I recently heard a podcast about dealing with grief shared by Kayla Stoecklien. She was the wife of a pastor who committed suicide, as a result of depression. Her words spoke loudly to my journey and they are applicable to yours. “The only way to get through grief is to go directly through it and tackle it head on. You can’t go around it, over it or under it. You have to face it!. She also shared a quote that she has clung to during her journey… ‘The fastest way to reach the sun isn’t to follow the sunset, it’s actually to plunge into the darkness and find the sunrise.’” I’m sure that you would do anything to get around this pain, to go under it, to make it go away. However, your only option to get through it is to go directly through it and hit it head on. Tackle it with a fierceness you may not be sure that you have, but break it into smaller pieces. One day at a time, one step at a time. Use this journal along the way to find your inner strength.
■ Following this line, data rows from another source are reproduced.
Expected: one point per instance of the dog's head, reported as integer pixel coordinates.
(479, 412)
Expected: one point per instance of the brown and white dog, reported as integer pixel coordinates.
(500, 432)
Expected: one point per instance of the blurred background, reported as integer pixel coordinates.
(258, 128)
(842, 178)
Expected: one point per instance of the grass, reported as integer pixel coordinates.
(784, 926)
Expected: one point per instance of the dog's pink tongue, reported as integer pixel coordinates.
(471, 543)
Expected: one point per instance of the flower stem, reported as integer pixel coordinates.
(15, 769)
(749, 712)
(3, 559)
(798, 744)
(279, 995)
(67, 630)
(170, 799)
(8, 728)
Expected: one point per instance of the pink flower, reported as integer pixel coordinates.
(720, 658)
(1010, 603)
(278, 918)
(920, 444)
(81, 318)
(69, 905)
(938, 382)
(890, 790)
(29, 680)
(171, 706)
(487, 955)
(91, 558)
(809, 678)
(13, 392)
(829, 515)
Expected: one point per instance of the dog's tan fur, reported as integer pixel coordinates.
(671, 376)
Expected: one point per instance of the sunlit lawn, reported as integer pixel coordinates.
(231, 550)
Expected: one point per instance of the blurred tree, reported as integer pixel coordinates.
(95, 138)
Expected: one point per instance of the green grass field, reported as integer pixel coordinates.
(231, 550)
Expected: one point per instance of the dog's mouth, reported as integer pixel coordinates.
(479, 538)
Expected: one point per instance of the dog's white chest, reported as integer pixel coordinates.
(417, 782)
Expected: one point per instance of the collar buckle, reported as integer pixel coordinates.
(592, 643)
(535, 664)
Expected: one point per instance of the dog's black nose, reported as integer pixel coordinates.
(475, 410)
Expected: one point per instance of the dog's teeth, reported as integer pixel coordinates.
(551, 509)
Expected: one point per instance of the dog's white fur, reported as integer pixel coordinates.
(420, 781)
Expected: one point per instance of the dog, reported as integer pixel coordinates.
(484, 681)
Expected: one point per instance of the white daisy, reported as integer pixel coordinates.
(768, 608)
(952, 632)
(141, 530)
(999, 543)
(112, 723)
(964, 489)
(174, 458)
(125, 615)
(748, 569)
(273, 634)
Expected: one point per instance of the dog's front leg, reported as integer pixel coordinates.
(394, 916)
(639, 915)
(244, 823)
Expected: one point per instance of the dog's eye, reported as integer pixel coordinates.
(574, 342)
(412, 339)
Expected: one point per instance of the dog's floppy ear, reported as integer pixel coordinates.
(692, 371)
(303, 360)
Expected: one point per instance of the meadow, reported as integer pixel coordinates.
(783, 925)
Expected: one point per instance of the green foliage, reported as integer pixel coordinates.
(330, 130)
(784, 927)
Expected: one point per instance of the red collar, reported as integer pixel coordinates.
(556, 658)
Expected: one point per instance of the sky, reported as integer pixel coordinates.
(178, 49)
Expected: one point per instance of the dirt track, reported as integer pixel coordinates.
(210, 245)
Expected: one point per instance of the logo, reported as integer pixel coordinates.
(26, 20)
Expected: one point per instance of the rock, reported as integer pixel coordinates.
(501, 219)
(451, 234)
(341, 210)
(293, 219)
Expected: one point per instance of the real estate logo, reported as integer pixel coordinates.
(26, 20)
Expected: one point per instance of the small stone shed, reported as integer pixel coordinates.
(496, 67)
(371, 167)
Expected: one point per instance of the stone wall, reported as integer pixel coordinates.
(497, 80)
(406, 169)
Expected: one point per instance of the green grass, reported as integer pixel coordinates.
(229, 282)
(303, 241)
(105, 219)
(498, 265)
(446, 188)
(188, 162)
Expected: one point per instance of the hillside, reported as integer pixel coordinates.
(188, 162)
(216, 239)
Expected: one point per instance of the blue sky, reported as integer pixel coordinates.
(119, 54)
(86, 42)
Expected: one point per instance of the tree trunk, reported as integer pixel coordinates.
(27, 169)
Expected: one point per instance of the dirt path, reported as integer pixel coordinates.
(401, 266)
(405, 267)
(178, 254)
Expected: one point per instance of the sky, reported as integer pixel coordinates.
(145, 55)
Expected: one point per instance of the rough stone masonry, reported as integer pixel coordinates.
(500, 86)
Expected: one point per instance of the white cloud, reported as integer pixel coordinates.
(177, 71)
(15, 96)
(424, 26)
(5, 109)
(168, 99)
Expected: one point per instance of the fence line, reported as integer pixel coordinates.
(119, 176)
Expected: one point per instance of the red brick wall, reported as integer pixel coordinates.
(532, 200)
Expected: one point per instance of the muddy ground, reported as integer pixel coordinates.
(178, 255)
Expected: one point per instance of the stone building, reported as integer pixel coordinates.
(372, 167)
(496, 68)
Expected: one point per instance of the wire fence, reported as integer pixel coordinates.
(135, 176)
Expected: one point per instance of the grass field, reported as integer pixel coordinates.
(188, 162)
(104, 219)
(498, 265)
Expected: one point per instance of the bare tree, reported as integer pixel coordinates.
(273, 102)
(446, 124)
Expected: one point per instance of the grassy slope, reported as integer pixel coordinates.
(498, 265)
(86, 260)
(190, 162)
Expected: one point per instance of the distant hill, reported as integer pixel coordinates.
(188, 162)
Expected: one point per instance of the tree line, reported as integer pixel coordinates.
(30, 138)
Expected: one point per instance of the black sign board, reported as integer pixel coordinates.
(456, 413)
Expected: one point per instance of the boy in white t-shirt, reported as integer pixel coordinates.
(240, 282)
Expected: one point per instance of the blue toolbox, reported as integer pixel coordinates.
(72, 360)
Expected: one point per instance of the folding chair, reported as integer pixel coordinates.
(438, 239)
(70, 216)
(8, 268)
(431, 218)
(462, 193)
I firmly believe that we are all on a constant growth path. It has been 8 years since my husband passed away, drastically changing every aspect of my life. I tell people I’d give anything to get my husband back but I also don’t want to be the woman I was before he died. I am proud of my transformation, amidst the scars and pain, into the person am today.
As you enter your journey, my hope for you is this. I hope that along the way you give yourself permission to feel. Do so without judgement and do so freely, knowing you will make it out the other side… Whatever that may look like for you. Let this journal be your safe place to be angry and vulnerable and strong and scared.
There are many variables based on your diagnosis, depending on the doctors you encounter and the type of cancer you face. I pray that you do your research, enlist your support team and together make a decision on the path forward. Then set out on that journey with confidence, taking it one day at a time. Most importantly give yourself grace on the way. I wish I could tell you this will be easy, but it won’t. It will be difficult and challenging and there will be some days you aren’t sure you have the strength. I give you one final quote from an author I love named Glennon Doyle. She says “this is hard, but we can do hard things!”
I hope you use this book to free-form write how you are feeling and dealing with all aspects of your diagnosis. Journaling should not be a daily burden, but instead one small tool to use when you feel like getting your thoughts on paper. Maybe your words can be shared with someone else in the future to help them!? Maybe you will want to share with your family- to explain how you are feeling? Or maybe you will be the only person to ever see your words? The best thing about journaling, is you cannot get it wrong. It is your safe place!